In caso di decesso di un lavoratore per malattia asbesto-correlata, la responsabilità del datore di lavoro non può essere esclusa dalla circostanza che all’epoca dell’esposizione del dipendente all’aspirazione di fibre di amianto non esistevano specifiche norme protettive contro il relativo rischio, quando si accerti che tale rischio era comunque noto.
Nota a Cass. 10 giugno 2019, n. 15561
Sonia Gioia e Kevin Puntillo
Qualora sia accertato un danno alla salute del lavoratore causato dalla nocività dell’attività lavorativa per esposizione all’amianto, “è onere del datore di lavoro provare di avere adottato, pur in difetto di una specifica disposizione preventiva, le misure generiche di prudenza necessarie alla tutela della salute dal rischio espositivo secondo le conoscenze del tempo di insorgenza della malattia, essendo irrilevante la circostanza che il rapporto di lavoro si sia svolto in epoca antecedente all’introduzione di specifiche norme per il trattamento dei materiali contenenti amianto, quali quelle contenute nel D.LGS. n. 15 agosto 1991, n. 277, successivamente abrogato dal D.LGS. 9 aprile 2008, n. 81”.
In base all’art. 2087 c.c., infatti, si configura una responsabilità dell’imprenditore in materia di sicurezza qualora egli ometta di predisporre tutte quelle misure e cautele atte a preservare l’integrità psicofisica e la salute del lavoratore nel luogo di lavoro, tenuto conto del concreto tipo di lavorazione e del connesso rischio (Cass. n. 15156/2011).

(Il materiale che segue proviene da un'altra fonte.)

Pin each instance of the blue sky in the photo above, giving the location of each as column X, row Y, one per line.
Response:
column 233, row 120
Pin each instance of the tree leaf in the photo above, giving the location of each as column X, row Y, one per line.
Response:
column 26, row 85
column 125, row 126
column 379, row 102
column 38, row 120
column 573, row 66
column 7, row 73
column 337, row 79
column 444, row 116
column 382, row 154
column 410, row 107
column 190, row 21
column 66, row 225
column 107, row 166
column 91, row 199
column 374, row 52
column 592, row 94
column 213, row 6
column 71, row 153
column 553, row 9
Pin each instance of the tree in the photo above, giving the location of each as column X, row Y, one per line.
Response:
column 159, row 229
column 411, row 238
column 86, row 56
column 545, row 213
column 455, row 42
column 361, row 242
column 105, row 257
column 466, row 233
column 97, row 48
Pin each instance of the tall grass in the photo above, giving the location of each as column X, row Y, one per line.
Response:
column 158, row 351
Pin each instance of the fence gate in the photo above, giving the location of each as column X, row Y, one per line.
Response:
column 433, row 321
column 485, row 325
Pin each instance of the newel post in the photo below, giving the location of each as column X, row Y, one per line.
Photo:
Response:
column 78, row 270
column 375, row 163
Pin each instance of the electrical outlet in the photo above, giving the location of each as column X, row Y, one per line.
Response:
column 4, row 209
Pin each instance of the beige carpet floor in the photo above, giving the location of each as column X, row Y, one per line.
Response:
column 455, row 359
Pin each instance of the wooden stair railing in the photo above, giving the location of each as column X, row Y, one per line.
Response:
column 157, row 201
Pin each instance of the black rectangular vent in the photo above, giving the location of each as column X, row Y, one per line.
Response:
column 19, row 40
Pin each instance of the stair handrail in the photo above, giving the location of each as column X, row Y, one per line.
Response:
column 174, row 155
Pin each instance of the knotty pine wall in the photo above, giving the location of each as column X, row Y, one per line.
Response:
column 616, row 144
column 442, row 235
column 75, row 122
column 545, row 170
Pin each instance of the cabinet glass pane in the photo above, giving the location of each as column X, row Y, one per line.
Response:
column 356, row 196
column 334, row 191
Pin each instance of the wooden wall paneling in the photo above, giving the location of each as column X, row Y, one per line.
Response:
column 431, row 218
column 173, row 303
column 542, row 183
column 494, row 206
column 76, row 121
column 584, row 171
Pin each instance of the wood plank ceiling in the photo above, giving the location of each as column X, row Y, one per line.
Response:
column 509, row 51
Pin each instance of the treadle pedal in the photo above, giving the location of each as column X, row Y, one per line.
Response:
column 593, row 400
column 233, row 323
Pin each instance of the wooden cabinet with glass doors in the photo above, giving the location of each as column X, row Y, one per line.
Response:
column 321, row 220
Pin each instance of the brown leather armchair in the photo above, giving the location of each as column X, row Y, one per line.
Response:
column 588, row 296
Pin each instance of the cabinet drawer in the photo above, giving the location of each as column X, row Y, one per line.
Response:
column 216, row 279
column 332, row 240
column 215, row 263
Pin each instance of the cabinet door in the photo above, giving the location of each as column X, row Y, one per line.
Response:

E tale responsabilità non è circoscritta alla violazione di regole d’esperienza o di norme tecniche preesistenti collaudate poiché l’obbligo di sicurezza del datore di lavoro va necessariamente parametrato agli standards di conoscenze tecniche disponibili all’epoca in cui vi era stata esposizione alla sostanza nociva (Cass. n. 27952/2018, Cass. n. 24217/2017, Cass. n. 18503/2016, Cass. n. 10425/2014).
È quanto affermato dalla Corte di Cassazione (10 giugno 2019, n. 15561) relativamente ad un caso in cui il rischio da esposizione all’amianto era noto all’epoca dei fatti, come dimostrato sia dalla presenza di pubblicazioni scientifiche già all’inizio del secolo scorso che consideravano pericolose le lavorazioni collegate all’amianto sia dall’adozione di normativa Europea (Regolamento n. 1169 e direttiva n. 477 del 1983) che faceva riferimento al rischio di inalazione di polveri di amianto.
Pertanto, “il dovere del datore di lavoro era di escludere comunque l’esposizione alla sostanza pericolosa, anche se ciò avesse imposto l’adozione di interventi drastici fino alla stessa modifica dell’attività dei lavoratori, assumendo in caso contrario a proprio carico il rischio di eventuali tecnopatie”.